Dunque una guerra sociale è una guerra fra gruppi organizzati in precedenza alleati. Se, sull’esempio di Voltaire, vogliamo utilizzare la metafora della macelleria, diremo “macelleria sociale”: la quale è, appunto, ciò che fa strame dei vincoli di convivenza pacifica tra classi di cittadini che finora avevano intrattenuto buone relazioni. La macelleria sociale è precisamente quel che sarebbe potuto succedere a Curno, se Pedretti avesse messo a segno la sua provocazione.

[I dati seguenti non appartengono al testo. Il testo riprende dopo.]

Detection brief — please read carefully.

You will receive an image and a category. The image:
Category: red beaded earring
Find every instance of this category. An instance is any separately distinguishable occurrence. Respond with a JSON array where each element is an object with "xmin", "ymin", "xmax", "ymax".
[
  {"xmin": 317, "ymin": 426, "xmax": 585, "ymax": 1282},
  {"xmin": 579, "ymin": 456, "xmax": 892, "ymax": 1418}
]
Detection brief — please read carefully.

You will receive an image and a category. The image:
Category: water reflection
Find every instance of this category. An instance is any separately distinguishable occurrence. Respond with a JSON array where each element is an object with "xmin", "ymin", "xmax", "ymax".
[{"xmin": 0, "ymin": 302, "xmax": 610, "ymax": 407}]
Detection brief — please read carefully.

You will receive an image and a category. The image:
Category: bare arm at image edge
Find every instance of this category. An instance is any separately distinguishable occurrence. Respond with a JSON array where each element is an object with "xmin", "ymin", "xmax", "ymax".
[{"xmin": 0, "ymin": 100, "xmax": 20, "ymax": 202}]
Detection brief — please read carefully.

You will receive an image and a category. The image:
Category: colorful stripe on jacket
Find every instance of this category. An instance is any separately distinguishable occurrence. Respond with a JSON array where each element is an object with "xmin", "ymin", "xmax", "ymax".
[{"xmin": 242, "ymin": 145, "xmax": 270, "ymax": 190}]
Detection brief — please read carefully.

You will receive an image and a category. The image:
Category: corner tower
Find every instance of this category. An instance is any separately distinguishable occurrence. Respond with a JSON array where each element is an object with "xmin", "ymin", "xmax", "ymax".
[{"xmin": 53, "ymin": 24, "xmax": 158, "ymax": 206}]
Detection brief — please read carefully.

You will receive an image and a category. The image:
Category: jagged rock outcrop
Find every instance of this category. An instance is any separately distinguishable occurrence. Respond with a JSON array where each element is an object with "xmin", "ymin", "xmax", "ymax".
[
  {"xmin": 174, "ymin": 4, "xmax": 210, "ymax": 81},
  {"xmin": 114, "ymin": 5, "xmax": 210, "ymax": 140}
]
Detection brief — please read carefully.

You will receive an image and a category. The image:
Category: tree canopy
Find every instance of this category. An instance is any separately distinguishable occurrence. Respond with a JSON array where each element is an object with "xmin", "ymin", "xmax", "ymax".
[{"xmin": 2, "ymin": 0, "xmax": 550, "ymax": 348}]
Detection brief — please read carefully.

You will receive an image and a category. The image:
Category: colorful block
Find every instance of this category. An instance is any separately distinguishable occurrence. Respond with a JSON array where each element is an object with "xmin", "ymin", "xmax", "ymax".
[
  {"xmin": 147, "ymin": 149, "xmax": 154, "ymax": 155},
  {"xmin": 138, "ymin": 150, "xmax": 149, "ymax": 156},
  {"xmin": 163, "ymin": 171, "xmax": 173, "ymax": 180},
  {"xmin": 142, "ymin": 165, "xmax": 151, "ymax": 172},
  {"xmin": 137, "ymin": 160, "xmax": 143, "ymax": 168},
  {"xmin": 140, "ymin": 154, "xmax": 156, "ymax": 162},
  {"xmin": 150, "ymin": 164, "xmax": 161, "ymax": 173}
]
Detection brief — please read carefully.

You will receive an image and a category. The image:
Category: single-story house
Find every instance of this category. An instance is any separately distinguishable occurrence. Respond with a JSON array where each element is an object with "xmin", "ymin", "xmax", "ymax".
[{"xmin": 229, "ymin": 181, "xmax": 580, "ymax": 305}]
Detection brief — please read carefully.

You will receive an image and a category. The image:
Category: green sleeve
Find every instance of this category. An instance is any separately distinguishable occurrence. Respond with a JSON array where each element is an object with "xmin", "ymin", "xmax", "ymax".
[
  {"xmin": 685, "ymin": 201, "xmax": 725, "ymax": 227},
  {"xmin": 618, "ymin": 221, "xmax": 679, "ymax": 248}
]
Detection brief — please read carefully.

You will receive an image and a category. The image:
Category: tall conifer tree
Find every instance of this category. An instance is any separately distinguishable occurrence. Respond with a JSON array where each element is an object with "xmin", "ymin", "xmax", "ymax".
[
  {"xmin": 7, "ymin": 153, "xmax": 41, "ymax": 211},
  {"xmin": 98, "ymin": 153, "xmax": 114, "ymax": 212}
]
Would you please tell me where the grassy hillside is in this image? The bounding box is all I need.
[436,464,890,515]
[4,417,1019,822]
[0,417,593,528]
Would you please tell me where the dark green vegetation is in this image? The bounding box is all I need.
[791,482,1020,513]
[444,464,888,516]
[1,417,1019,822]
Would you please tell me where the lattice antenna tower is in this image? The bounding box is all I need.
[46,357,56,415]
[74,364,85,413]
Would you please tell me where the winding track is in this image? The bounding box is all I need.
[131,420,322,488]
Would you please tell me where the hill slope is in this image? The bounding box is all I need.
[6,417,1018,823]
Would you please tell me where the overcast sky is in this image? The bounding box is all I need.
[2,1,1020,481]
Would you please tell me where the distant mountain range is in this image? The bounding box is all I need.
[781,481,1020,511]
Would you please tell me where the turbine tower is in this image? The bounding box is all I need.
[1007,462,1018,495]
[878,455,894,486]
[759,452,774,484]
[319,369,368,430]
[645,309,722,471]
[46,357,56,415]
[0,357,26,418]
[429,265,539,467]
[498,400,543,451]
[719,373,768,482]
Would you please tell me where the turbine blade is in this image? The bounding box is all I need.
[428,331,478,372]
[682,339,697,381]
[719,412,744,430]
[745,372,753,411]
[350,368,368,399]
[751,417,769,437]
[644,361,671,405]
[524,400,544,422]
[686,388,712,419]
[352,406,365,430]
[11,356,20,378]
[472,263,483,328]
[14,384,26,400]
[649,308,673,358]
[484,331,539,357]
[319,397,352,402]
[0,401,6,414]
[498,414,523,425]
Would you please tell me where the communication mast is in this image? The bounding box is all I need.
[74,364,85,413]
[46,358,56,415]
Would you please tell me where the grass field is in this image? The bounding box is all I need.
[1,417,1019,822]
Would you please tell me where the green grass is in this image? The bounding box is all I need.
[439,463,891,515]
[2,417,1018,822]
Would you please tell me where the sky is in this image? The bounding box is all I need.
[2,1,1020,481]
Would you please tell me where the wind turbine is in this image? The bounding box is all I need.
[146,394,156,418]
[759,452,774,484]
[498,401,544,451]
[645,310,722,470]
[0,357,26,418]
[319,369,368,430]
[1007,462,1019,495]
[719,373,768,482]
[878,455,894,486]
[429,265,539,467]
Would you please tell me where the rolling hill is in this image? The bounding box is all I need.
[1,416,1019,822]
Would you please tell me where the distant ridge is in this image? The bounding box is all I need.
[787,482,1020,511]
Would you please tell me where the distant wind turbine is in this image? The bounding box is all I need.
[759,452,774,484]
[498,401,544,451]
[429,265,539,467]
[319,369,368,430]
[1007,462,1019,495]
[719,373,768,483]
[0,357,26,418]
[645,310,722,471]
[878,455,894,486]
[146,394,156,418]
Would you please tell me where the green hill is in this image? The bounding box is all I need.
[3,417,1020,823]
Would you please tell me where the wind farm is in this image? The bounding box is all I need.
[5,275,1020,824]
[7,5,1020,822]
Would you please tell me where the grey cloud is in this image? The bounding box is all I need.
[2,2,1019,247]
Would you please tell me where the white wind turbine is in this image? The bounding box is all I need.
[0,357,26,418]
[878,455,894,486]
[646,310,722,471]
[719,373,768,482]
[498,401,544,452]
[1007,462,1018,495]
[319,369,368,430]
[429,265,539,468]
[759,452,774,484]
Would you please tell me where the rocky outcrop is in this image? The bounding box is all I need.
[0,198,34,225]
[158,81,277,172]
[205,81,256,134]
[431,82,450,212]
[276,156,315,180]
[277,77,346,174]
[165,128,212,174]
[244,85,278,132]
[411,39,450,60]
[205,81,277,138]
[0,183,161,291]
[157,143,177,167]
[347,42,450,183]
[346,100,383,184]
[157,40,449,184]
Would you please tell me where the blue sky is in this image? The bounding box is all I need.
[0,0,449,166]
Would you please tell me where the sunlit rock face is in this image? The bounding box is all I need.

    Ora, se i sindacalisti vogliono assumere la metafora volterriana della macelleria in un’accezione ristretta, riguardo alle questioni sindacali, in particolare per quanto riguarda salari e pensioni, liberissimi di farlo. Ma che non ci si venga a dire che si può parlare di macelleria sociale solo nell’accezione sindacale. Perché “guerra sociale” si è sempre detto: basta consultare un qualsiasi libro di storia romana. E la metafora della macelleria è di Voltaire, non può essere sequestrata da giornalisti e sindacalisti.

    D’altra parte, da quando in qua in campo linguistico dettano legge giornalisti e sindacalisti? Aver abbandonato l’Accademia della crusca per gettarsi nelle braccia dei sindacalisti è come cadere dalla padella nella brace. Meglio far a meno di entrambi. Perché, se dovessimo star dietro alle storture linguistiche dei sindacalisti, dovremmo prendere per buona questa nuova espressione, che impazza da qualche mese a questa parte nelle colonne dei giornali: “aprire il tavolo delle trattative”. Una persona normale pensa: aprire con quale strumento, forse con una motosega? O forse il riferimento è a quei tavoli estensibili, quelli con due prolunghe, in vendita all’Ikea per 199 €? “Aprire un tavolo” è un’espressione assolutamente ridicola, nata probabilmente dalla contaminazione di due espressioni: “aprire un discorso, una trattativa” e “sedersi a un tavolo, per trattare”. Eugenio Scalfari direbbe che è un ircocervo. In ogni caso è un’espressione orribile, disgustosa. Noi non la useremmo mai, neanche sotto il ricatto di un terrorista linguistico che minacciasse di porre fine alla sua e alla nostra vita insieme, tirando la cordicella dell’ordigno che porta legato alla cintura.

 

 

A sinistra, frontespizio della prima edizione del Candide di Voltaire (1759), pubblicata a Parigi, sotto pseudonimo. Allora, più che mai, usava presentarsi sotto mentite spoglie. A destra, due pagine della prima traduzione inglese (1762).